In an interview in The Daily Telegraph in 2008, Khan described his choreographic process. When creating “Bahok,” he began by talking to the dancers, asking where home was.
“A lot of them pulled out their mobiles and said, ‘See these numbers? This machine is my home.’” He continued, “The dancers are the writers of the show. They are the ones who bring the source material. We search for the little stories that they bring with them and exploring these short stories of each individual, we find a bigger story. That is what fascinates me, to explore these personal stories of these individuals on stage, in order to discover and reveal a more universal one.”
In the transit hall, the eight figures casually relate their personal stories, often with a melancholic humor.
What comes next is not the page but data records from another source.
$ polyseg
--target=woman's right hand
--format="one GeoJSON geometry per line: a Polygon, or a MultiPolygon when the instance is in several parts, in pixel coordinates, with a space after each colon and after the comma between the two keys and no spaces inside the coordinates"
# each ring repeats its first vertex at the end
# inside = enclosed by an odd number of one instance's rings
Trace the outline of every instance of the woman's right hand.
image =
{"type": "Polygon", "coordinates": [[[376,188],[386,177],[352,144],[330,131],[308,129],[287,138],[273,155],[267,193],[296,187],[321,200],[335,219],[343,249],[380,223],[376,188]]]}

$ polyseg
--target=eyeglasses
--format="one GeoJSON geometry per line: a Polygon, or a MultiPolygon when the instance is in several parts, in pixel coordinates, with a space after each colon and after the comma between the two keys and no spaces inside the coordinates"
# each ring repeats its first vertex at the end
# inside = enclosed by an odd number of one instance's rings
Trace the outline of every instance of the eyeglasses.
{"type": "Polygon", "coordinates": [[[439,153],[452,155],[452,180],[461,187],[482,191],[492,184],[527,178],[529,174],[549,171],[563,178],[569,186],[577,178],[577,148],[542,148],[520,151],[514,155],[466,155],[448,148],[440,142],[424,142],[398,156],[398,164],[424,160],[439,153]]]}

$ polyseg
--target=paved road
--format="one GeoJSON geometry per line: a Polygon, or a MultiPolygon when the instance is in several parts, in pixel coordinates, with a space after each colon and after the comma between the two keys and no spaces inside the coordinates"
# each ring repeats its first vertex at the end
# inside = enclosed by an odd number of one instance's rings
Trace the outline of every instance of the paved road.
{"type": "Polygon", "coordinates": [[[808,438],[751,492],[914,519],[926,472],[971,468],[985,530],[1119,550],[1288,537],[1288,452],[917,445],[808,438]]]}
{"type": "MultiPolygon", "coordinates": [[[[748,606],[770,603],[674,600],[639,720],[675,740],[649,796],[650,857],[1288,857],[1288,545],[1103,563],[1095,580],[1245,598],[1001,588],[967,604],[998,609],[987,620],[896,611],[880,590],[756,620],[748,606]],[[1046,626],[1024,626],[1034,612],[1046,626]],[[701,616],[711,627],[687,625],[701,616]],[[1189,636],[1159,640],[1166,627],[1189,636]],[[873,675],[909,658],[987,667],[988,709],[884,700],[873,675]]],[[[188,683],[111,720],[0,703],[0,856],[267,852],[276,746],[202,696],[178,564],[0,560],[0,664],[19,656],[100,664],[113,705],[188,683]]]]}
In response to the question at customs control “What are you carrying?” one of the dancers replies, “My father’s shoes,” which she then takes out of her bag, putting them on like a small child pretending to be grown up, and slowly shuffles across the stage.
Helping a fellow traveler who speaks no English, one dancer repeats, “No, we are not married, we are friends. No, no, not married.” And the actual couples dance their relationships, sparring with one another in acrobatic capoeira, hamming it up with a classical ballet pas-de-deux, and in one particularly beautiful segment, performing a sensuous seated Indian dance consisting merely of tendril-like arm movements.
For Khan, home is his body. “It is the only thing I carry with me, the only thing I know that I am familiar with when I am in a different culture, or a different language.” His choreography explores the dichotomy of extreme speed and extreme stillness. The influence of Kathak can be seen in the arms, with their graceful, speech-like gestures. With tremendous, fluid movements, his dancers move like lightening, slither on the floor, jump through the air, flip and turn at a break-neck pace – and then they suddenly slouch in a chair, as if it had all been just a dream. When a single dancer moves, it seems like a virtuosic improvisation, but then when two, or even all eight, move in perfect synchronization at the same extreme speed, it is as if a miracle has taken place.
The board above the heads of the dancers suddenly begins to flip. “Are you lost?” “You seem lost.” “Where are you going?” “Is it in your papers?” “Call home, special rates.”
“Home.” And then a phone number. The country code is 36, Spain. “Mama?”
Indeed, as T.S. Eliot wrote in his Four Quartets, “Home is where you start from.” A memory that some of us experience only in transit halls.